North Carolina voters approved an amendment to the state Constitution in 2018 requiring a photo ID to vote in person at the polls. When the Republican-controlled state Legislature passed a law to specify how the provision would work, it was vetoed by Gov. Roy Cooper, a Democrat. But the Legislature overrode his veto and the measure was enacted.
The next day, the NAACP challenged the law in court. A federal judge found late the following year that the law intentionally discriminated against Black and Latino voters and unduly burdened the right to vote. North Carolina’s Democratic attorney general, Josh Stein, has defended the law, but Republican legislators say the state’s defense has been half-hearted, more concerned with administrative issues than countering the discrimination claims.
“Attorney General Josh Stein has repeatedly put his political position above the will of the voters and cannot be trusted to defend North Carolina’s constitutional voter ID law,” House Speaker Timothy Moore said.
Lower federal courts have said the attorney general is doing an adequate job of defending the law, so now Moore and Philip Berger, the president pro tempore of the state Senate, are asking the Supreme Court to let them intervene in the case. State law explicitly gives those leaders the authority to defend the laws that they pass, Thompson said in his legal filings.
The NAACP has urged the court to block the move, citing federal rules that say a party seeking to intervene in a case must overcome a presumption that the existing party is doing an adequate job.
Would-be intervenors “cannot force federal courts to accept two, three, or ten entities all representing the same interest merely by pointing to disagreements about tactics,” Elisabeth Theodore, a lawyer for the group, said in her written submissions.
A different rule would clutter and prolong lawsuits, she said, adding, “Federal courts should not be in the business of adjudicating internecine disputes between state officials.”
The voter ID law in the background of the case is not one of the nation’s more demanding ones. The National Conference of State Legislatures classifies it as “non-strict.”
The law would allow voters who show up to the polls without an ID to cast a provisional ballot, which would be counted if they later presented a qualifying ID to the county board of elections.
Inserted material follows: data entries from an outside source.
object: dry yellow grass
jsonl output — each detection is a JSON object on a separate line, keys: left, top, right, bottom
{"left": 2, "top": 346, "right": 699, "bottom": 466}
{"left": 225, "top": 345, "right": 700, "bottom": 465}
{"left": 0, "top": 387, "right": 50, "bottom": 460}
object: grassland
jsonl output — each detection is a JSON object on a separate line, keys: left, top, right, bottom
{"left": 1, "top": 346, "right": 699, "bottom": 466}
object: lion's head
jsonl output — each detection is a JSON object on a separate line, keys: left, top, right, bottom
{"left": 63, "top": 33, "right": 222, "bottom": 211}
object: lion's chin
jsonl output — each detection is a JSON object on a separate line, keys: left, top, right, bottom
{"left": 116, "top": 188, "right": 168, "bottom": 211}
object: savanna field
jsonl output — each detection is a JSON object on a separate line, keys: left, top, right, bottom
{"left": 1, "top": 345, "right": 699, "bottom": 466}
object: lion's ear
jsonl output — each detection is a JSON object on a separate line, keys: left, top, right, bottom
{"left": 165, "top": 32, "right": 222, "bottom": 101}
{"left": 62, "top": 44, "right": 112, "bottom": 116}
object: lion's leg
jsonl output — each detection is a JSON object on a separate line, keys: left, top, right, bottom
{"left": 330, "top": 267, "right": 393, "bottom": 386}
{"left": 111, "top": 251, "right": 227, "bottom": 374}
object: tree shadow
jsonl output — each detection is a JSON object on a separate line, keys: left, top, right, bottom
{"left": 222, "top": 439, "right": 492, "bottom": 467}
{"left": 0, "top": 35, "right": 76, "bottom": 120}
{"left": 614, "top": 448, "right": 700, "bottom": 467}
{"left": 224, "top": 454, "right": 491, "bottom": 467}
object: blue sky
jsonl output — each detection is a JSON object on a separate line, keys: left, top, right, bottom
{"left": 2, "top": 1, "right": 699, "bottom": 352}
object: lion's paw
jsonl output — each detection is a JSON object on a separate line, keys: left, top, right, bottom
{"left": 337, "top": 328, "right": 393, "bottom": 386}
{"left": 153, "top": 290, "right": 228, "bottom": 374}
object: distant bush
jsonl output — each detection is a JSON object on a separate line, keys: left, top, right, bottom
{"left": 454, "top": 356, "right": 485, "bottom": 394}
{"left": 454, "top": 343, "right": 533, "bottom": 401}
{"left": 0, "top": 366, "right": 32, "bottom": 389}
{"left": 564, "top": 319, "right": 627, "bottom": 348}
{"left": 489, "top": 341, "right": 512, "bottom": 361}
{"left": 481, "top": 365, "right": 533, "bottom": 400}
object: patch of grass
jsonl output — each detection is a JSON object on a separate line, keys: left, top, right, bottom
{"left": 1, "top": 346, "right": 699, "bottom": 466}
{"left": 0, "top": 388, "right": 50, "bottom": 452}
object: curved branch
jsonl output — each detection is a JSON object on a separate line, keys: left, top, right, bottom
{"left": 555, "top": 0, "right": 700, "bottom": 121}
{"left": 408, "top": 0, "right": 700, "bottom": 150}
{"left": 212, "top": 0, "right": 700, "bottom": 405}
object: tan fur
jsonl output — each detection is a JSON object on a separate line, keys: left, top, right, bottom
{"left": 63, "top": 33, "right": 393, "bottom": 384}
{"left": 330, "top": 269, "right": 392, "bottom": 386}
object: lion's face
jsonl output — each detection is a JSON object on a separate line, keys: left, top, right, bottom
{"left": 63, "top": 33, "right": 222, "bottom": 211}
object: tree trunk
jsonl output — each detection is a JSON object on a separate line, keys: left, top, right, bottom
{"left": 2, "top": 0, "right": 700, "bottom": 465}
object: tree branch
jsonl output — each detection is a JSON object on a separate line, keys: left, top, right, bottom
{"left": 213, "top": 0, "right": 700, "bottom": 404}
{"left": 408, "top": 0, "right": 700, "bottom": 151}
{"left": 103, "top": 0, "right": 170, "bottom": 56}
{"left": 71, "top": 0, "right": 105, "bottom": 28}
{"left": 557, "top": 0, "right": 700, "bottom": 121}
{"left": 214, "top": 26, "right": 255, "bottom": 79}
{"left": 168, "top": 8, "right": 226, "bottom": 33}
But another provision said the ballot must be counted if the voter states that a “reasonable impediment” prevented getting the required ID.
The NAACP challengers “have not been able to identify a single person in the state of North Carolina who would not qualify for the reasonable impairment categories,” Thompson said.
The federal appeals court reversed the trial judge on the question of whether the law is discriminatory. But the photo ID requirement remains blocked because of a separate challenge in state court. A panel of judges said in September of last year that the law “was motivated at least in part by an unconstitutional intent to target African-American voters.”